Usually, when I am on projector duties, I would be so concerned about the projector, setting it up in time for 1pm, checking whether the projection is on the screen. Today, 10 minutes before the service, the projector has not even arrived yet. I was so surprised that I didn’t panic! My focus at that time was right, it was on God. In my mind, I thought ‘So what if there is no projector, we could possibly use the laptop screen. The aim is to worship God and a projector will not stop us from doing so’.
This is the first worship I led where I could really sense a much closer manifestation of the Spirit’s presence working in me. At times, I forgot what I wanted to say next. I didn’t panic and simply took my time. Periods of silence doesn’t kill! It was alright even if I didn’t follow entirely what I set out to do. The best thing a worship leader can do is to worship God himself at the same time while leading. I do not think worship leading is my area of gifting, but that doesn't stop me from helping out. It's amazing how I can have the courage to stand in front to lead a group of people to sing when I have only been in a KTV once in my life! Feel pretty embarassed about this actually, hehe.

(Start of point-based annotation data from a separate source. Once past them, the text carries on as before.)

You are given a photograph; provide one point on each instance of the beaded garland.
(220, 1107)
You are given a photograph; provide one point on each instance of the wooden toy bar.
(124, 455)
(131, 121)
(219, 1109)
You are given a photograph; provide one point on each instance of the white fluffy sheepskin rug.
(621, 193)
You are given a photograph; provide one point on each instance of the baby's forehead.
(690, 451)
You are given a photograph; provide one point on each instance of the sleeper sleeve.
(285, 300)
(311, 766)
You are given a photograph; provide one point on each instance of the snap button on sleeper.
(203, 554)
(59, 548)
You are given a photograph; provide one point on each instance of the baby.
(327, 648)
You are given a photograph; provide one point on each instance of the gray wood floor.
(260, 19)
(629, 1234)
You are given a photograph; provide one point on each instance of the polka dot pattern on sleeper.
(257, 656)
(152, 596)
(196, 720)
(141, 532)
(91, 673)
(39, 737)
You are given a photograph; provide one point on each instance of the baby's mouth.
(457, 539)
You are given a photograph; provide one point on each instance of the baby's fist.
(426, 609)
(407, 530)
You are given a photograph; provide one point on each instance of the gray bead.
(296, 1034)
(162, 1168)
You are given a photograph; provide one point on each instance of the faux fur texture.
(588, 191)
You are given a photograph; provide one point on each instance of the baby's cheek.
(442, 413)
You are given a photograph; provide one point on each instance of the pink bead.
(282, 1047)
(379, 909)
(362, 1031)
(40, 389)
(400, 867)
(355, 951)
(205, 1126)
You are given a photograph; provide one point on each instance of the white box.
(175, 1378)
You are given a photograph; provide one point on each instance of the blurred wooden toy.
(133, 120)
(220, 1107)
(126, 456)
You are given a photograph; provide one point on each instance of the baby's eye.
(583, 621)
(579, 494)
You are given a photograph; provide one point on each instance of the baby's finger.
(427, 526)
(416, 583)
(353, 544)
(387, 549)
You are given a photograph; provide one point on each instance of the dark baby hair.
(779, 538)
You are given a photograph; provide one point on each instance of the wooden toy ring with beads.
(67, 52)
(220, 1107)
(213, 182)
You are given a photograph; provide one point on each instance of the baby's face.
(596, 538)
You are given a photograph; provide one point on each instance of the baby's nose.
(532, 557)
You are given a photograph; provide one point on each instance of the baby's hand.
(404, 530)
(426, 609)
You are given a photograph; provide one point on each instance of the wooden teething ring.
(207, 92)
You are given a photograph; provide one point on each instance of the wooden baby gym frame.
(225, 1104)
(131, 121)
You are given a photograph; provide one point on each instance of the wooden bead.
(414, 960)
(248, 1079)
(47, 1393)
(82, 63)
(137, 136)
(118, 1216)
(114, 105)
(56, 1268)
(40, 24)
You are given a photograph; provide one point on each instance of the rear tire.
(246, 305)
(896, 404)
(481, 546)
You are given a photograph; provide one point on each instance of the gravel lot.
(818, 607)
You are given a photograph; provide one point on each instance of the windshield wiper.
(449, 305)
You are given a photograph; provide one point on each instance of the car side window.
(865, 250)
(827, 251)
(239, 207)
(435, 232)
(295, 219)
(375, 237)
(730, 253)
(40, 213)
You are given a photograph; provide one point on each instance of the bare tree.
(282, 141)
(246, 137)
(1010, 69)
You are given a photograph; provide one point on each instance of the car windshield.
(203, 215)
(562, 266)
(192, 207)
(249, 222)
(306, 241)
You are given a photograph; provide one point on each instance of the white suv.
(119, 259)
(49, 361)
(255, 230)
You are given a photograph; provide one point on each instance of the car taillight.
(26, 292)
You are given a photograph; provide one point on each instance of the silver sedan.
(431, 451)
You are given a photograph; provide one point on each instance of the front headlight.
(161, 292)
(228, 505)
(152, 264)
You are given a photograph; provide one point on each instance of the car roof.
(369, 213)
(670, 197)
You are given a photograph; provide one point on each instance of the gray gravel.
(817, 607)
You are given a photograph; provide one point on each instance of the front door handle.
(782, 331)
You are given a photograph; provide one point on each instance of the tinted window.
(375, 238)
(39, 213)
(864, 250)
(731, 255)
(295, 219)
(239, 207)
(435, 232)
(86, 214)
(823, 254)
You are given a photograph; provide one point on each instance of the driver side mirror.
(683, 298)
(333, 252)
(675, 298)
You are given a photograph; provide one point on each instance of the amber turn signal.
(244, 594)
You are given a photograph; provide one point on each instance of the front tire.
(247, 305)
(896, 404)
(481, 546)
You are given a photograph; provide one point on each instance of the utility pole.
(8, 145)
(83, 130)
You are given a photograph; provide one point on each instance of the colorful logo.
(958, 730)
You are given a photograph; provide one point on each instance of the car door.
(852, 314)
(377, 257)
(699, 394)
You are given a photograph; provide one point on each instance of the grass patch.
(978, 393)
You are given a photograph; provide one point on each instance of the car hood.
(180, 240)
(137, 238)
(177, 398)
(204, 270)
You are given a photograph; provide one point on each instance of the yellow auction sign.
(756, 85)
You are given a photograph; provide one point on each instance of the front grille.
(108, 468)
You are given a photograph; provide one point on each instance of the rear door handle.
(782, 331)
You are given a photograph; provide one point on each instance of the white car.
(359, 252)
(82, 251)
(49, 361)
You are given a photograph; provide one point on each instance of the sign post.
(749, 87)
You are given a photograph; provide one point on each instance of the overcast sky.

People’s encouragement after the service is a true indication that my prayers for today’s service has been answered. That’s the point of today’s whole service-for God to draw close. Lord, open my heart to be joyful to see people drawing close and coming back to You. Even after the service, I was greatly encouraged. I realised that Lena, who was playing the piano, was playing for the Cantonese service as well after being through a morning of worship practice and english service in the afternoon. I don’t play the piano, so I don’t know how demanding it is to be on it for hours, but I can imagine it’s quite tiring. I was greatly humbled and encouraged. Also, I am greatly encouraged by a couple in church whom I can see are making a deliberate effort to spend time with people, to ask them how they are and to pray for them.
Praise God for the family I have at NCCC.